L’espace culturel Louis Delgrès et son centre de ressources seront, en même temps que le complément indispensable de ce lieu de mémoire, un interlocuteur privilégié, afin d’en conforter l’impact international dans le combat pour la défense des Droits de l’Homme en France et dans le Monde.

Notre association revendique de faire œuvre de mémoire en relation avec l’Esclavage et la Traite négrière, de promouvoir les cultures de l’Outre Mer, de mettre en valeur leur diversité et la chance que représente cette mixité.

Nos objectifs sont de faciliter un travail de fond sur : la problématique identitaire, ainsi que sur la diversité culturelle. Cet outil, mis à la disposition des populations partenaires, scolaires, universitaires, chercheurs mais aussi néophytes, curieux et férus de connaissance toujours avides d’en savoir plus est aussi un carrefour culturel où Caribéens, Africains, Océaniens, et autres populations d’Outre Mer et de Métropole sont parties prenantes, dans un souci d’universalité.

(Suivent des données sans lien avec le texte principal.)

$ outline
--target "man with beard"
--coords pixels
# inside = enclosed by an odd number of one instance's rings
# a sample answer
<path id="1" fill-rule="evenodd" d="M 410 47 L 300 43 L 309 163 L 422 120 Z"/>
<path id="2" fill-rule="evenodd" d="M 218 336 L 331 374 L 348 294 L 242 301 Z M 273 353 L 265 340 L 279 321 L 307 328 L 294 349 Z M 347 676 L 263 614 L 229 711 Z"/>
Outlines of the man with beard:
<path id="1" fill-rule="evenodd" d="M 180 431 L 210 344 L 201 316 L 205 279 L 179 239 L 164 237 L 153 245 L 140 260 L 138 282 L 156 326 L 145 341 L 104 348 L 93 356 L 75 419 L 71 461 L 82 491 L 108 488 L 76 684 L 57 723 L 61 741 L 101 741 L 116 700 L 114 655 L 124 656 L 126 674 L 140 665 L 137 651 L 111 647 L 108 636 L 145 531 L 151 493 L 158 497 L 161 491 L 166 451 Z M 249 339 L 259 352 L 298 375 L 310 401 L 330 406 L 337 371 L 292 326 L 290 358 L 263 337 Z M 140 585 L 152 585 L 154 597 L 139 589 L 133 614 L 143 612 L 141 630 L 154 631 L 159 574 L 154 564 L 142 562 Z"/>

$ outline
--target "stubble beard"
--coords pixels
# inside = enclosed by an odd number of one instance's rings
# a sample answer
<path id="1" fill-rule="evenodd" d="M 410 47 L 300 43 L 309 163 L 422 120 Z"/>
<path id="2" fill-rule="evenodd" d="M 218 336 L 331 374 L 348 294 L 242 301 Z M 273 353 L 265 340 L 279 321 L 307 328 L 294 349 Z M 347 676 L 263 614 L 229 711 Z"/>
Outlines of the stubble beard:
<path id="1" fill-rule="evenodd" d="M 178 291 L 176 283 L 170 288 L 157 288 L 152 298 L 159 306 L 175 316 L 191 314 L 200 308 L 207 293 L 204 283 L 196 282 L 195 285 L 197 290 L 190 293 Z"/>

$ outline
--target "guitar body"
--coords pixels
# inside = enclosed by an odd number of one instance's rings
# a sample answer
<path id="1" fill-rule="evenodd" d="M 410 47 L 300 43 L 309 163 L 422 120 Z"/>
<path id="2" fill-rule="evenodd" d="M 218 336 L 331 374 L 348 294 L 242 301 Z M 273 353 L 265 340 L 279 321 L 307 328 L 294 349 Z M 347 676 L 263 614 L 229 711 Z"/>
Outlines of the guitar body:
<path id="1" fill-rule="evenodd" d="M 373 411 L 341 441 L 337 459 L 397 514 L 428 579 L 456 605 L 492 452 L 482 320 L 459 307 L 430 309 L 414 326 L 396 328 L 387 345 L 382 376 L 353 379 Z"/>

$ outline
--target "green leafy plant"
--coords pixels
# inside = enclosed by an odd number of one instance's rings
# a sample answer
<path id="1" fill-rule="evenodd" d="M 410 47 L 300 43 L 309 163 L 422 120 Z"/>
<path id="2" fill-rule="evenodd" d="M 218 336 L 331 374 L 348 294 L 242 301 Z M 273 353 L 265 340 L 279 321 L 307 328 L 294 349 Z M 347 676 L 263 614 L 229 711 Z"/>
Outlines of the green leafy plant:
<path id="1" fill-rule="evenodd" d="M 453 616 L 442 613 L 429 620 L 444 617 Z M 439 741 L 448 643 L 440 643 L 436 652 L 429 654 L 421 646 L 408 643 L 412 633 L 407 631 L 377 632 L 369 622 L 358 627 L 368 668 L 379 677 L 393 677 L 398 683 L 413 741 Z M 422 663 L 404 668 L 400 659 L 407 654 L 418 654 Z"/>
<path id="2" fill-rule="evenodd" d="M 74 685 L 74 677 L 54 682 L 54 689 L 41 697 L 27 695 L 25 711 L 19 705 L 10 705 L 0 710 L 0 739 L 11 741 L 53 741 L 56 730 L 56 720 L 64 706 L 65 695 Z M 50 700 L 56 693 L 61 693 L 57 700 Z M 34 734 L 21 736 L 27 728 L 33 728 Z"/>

Le partenariat avec l’Education Nationale représente une exigence pour un travail efficace en direction des scolaires. Même si nous nous réjouissons d’une meilleure prise en compte de cette page de l’Histoire de France dans les programmes, nous avons l’ambition d’être en mesure de répondre, en complément, aux demandes multiples.

Les étudiants trouvent, un outil adapté à leurs recherches, les écoles un partenaire sérieux. Transmettre le savoir par le partage des connaissances est l’objectif de cette réalisation. L’objectif est d’instruire les intelligences de nos jeunes, de leur permettre de connaître l’histoire en faisant appel à leur propre jugement.

L’implantation à proximité du mémorial dédié à l’abolition de l’esclavage à Nantes non seulement influera largement sur son évolution mais en sera aussi une source d’inspiration majeure.

Dans l’activité du centre de ressources, la place du dialogue est fondamentale pour permettre les expressions diverses et créer un vrai lieu d’échange culturel. L’espace culturel Louis Delgrès œuvre auprès de la Ville de Nantes pour que l’Association Mémoire de l’Outre Mer reste la référence en France dans le devoir de mémoire lié à la période esclavagiste.

Il est un espace nouveau, sans passion, pour sortir de la culture de l’écran télévisuel au profit de la rencontre interculturelle. C’est ainsi se donner l’opportunité d’un mieux vivre collectif.